The groove’s far out daddy-o. Like don’t be such a square, dig?
Not just for tortured artists and Parisians anymore, the beret is the existentialist’s baseball cap. Before the beret joined black turtlenecks and goatees as the quintessential beatnik look parody, it was a fanciful and affordable cap for all.
A soft, circular cap that dates back to ancient Greece, the beret has been a staple headpiece since the beginning of time. Berets are one of the oldest head coverings created with felt, the fabric made of matted animal fur and wool. There are two styles of berets: the basque, which features a stand-up band commonly seen on military berets, and the modelaine, the bandless style more common to civilians. The military berets do not have the ‘tail,’ a characteristic tab at the center of the beret that prevents a center hole. Also called a tam, the beret is a brimless hat.

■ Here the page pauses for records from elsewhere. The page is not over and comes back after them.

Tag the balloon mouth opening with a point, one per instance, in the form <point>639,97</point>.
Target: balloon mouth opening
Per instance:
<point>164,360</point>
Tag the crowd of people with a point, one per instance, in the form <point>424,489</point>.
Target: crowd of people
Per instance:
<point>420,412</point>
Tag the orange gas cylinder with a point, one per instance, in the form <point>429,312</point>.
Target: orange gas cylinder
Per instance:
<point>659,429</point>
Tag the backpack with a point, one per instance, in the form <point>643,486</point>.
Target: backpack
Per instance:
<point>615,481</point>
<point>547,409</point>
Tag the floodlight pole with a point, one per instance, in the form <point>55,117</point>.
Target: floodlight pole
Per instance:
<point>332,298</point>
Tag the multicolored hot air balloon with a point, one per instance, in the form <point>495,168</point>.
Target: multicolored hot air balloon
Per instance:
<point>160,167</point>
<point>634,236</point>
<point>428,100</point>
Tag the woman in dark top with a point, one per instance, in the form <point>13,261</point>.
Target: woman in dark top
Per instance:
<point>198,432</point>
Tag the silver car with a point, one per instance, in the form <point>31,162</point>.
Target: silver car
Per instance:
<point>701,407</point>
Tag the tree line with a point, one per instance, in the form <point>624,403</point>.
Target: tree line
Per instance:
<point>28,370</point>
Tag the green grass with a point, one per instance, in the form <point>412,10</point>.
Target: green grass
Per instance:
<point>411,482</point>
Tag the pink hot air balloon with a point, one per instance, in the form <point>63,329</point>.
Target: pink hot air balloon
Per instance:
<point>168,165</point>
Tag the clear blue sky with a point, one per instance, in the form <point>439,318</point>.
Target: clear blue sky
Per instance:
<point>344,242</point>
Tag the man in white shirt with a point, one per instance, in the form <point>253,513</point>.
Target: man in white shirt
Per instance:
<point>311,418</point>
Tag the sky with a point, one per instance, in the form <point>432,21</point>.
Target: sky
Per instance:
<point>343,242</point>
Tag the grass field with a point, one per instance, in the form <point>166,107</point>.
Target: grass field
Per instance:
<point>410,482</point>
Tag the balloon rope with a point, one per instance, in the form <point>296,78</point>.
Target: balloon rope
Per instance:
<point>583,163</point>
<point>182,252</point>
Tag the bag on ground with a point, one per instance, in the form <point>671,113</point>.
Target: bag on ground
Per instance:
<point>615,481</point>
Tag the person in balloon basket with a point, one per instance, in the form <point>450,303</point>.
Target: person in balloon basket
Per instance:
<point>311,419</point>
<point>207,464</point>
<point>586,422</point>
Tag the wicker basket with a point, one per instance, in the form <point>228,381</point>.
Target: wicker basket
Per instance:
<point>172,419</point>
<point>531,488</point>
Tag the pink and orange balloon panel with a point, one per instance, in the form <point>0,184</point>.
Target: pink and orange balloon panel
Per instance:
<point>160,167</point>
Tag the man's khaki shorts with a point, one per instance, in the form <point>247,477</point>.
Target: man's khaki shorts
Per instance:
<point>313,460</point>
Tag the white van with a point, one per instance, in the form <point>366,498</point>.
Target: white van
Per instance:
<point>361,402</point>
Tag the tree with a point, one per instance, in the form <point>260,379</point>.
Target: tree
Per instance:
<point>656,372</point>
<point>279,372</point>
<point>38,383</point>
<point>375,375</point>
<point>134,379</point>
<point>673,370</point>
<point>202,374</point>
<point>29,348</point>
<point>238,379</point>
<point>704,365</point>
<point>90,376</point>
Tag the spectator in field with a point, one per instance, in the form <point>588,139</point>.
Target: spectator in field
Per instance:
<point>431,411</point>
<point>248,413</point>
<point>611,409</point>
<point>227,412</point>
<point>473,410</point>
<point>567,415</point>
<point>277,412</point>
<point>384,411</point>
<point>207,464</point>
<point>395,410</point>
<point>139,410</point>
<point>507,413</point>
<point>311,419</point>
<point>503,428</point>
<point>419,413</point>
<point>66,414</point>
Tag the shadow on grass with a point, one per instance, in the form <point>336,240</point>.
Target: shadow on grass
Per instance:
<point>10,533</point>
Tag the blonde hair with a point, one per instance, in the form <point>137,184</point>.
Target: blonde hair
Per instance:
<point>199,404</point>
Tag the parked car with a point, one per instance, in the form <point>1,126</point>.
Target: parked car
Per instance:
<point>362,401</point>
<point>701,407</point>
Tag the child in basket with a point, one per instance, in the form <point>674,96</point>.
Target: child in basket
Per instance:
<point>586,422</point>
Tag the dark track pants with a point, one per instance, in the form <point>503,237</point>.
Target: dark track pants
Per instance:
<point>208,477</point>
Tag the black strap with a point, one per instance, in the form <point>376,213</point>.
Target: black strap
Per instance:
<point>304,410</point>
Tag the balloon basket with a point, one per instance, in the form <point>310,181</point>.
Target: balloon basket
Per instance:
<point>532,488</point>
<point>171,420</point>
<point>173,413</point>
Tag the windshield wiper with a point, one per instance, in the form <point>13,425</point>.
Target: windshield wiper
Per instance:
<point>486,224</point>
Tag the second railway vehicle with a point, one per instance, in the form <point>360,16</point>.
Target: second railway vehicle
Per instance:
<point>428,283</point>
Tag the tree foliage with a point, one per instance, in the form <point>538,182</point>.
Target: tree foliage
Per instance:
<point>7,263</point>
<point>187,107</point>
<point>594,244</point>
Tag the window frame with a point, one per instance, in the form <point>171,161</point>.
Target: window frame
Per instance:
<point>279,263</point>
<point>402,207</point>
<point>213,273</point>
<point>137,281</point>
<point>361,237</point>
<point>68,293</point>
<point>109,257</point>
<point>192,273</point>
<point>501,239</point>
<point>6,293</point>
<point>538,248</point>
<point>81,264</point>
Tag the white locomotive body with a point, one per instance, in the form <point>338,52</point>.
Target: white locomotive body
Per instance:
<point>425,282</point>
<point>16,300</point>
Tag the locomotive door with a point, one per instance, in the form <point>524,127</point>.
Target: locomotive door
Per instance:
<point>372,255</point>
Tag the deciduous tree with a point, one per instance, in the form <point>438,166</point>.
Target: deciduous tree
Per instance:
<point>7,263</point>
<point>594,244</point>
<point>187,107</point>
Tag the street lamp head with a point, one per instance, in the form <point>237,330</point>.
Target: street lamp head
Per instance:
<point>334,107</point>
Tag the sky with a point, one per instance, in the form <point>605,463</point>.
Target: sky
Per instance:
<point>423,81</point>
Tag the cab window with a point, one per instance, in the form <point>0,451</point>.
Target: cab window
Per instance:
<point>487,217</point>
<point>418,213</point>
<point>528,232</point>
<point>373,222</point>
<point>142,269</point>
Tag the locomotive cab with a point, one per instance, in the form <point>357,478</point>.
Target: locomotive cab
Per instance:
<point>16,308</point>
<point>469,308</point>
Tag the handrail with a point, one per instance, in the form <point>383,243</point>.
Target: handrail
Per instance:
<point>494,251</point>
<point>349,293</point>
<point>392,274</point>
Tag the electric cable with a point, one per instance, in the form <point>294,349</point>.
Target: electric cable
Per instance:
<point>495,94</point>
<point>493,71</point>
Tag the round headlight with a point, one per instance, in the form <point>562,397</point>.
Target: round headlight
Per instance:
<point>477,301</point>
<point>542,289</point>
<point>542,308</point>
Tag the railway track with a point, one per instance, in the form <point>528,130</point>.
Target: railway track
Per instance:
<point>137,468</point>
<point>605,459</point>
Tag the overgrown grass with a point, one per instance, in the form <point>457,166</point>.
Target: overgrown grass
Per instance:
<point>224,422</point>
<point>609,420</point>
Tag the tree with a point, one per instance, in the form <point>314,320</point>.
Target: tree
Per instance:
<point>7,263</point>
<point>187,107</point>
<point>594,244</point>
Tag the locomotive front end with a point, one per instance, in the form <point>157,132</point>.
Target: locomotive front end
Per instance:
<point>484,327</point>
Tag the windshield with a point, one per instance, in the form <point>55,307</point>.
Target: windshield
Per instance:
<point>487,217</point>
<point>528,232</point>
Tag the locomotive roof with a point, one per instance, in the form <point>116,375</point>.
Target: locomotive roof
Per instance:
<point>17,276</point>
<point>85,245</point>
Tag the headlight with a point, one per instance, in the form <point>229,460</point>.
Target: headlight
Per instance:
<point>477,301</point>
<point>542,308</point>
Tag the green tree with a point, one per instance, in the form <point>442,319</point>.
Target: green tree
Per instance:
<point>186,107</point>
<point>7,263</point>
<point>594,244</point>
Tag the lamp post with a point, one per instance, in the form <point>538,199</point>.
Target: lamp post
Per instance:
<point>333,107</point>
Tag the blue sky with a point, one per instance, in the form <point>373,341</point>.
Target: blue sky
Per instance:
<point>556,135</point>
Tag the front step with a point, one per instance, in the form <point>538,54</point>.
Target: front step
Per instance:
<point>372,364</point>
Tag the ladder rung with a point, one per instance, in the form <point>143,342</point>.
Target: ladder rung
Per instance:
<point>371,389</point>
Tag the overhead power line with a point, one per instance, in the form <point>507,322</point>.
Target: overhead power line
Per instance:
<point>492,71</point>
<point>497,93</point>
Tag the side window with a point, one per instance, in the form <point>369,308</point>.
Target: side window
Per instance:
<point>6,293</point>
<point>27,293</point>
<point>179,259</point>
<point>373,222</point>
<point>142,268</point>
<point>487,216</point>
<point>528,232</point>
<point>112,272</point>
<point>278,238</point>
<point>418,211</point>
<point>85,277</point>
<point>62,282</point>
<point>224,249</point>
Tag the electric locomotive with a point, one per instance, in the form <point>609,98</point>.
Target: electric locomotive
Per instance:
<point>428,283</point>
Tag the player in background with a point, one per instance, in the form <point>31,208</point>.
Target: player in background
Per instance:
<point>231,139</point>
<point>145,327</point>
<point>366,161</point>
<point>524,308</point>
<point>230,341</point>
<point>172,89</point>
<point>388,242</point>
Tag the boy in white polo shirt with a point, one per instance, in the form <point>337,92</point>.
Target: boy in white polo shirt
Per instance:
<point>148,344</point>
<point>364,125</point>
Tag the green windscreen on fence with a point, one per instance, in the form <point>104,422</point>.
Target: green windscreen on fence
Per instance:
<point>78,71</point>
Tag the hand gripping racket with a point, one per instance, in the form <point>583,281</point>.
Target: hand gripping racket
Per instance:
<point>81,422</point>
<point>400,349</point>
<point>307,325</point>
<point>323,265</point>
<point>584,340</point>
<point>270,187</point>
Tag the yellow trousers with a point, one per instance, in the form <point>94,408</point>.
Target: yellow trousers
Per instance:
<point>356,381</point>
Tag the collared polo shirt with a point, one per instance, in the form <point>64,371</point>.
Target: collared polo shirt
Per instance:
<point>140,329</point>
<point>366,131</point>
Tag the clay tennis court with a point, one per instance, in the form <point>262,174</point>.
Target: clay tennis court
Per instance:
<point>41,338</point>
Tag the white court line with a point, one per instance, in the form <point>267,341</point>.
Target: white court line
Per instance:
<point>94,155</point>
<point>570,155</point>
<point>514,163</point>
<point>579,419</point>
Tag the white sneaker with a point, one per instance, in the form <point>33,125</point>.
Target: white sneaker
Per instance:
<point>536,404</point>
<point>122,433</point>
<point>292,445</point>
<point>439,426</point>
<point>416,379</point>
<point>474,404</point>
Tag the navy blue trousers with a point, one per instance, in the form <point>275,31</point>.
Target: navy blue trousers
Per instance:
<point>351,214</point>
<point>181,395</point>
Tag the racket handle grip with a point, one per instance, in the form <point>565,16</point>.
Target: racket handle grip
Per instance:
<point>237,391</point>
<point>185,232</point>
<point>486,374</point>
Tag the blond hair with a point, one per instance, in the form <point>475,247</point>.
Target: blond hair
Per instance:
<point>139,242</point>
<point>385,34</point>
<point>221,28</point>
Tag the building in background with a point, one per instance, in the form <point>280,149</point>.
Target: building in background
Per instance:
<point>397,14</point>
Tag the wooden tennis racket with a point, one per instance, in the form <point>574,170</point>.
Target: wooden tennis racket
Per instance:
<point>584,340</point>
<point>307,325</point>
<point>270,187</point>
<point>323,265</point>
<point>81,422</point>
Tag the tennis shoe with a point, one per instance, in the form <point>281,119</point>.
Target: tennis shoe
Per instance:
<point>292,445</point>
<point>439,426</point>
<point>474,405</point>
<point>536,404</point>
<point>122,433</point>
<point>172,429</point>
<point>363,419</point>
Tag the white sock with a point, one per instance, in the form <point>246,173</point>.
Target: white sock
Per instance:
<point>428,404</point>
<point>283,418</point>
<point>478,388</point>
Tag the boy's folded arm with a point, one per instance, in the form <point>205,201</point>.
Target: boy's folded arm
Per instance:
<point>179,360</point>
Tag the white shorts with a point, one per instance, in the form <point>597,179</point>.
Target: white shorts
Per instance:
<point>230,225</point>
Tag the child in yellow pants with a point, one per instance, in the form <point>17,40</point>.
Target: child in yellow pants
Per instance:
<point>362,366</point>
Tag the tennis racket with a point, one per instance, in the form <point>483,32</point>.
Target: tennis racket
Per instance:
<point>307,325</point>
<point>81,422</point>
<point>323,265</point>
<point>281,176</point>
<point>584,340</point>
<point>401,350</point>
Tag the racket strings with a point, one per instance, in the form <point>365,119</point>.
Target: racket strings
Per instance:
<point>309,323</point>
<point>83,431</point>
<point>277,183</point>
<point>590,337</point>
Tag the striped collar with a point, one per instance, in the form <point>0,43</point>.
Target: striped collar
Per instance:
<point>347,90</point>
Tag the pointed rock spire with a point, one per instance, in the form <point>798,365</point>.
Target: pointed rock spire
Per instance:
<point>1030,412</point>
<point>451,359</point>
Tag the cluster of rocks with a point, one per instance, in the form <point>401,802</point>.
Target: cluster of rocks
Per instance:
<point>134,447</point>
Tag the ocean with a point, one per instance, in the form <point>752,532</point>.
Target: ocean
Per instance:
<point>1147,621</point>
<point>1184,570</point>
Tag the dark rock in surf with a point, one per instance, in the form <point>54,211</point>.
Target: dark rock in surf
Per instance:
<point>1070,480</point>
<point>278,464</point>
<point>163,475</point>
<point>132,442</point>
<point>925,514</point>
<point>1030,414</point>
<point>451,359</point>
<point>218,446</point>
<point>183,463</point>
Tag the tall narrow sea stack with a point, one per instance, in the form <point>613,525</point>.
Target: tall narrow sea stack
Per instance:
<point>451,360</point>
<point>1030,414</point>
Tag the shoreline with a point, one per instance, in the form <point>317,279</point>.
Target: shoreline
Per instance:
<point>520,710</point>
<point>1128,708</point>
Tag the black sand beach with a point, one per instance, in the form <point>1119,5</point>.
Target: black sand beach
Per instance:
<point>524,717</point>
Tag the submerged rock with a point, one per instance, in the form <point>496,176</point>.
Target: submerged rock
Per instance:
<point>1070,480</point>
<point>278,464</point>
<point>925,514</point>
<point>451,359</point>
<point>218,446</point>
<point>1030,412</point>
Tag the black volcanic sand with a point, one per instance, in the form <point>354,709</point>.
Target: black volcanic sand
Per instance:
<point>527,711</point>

Berets were a popular choice for little girl’s headgear, and became widely used during the war years of the 40’s when millinery elastic was rationed. But it was the jazzmen who gave the brimless chapeau its hipness. Jazz trumpeter Dizzy Gillespie adopted the black beret and black shades as his signature bebop style, influencing a whole new ‘Beat Generation’ to crown themselves in the existential angst of the beret. Faye Dunaway’s 30’s revival style in the 1967 hit Bonnie and Clyde brought the beret back as a European chic cap for the new ethnic inspired looks of the 60’s and 70’s. Berets later became a popular choice for the anything goes 80’s, and even Madonna sported a floppy, bowed beret in her “Borderline” video.
Kangol, a producer of wool berets during WWII, continues to be the name for cool berets and snap caps. The Kangol name was extremely popular in the 50’s as fashionable wear for both men and women, and thanks to celebrities like Samuel L. Jackson, the kangaroo came back as the beret mascot for the 90’s. Berets – they’re not just for hipsters anymore.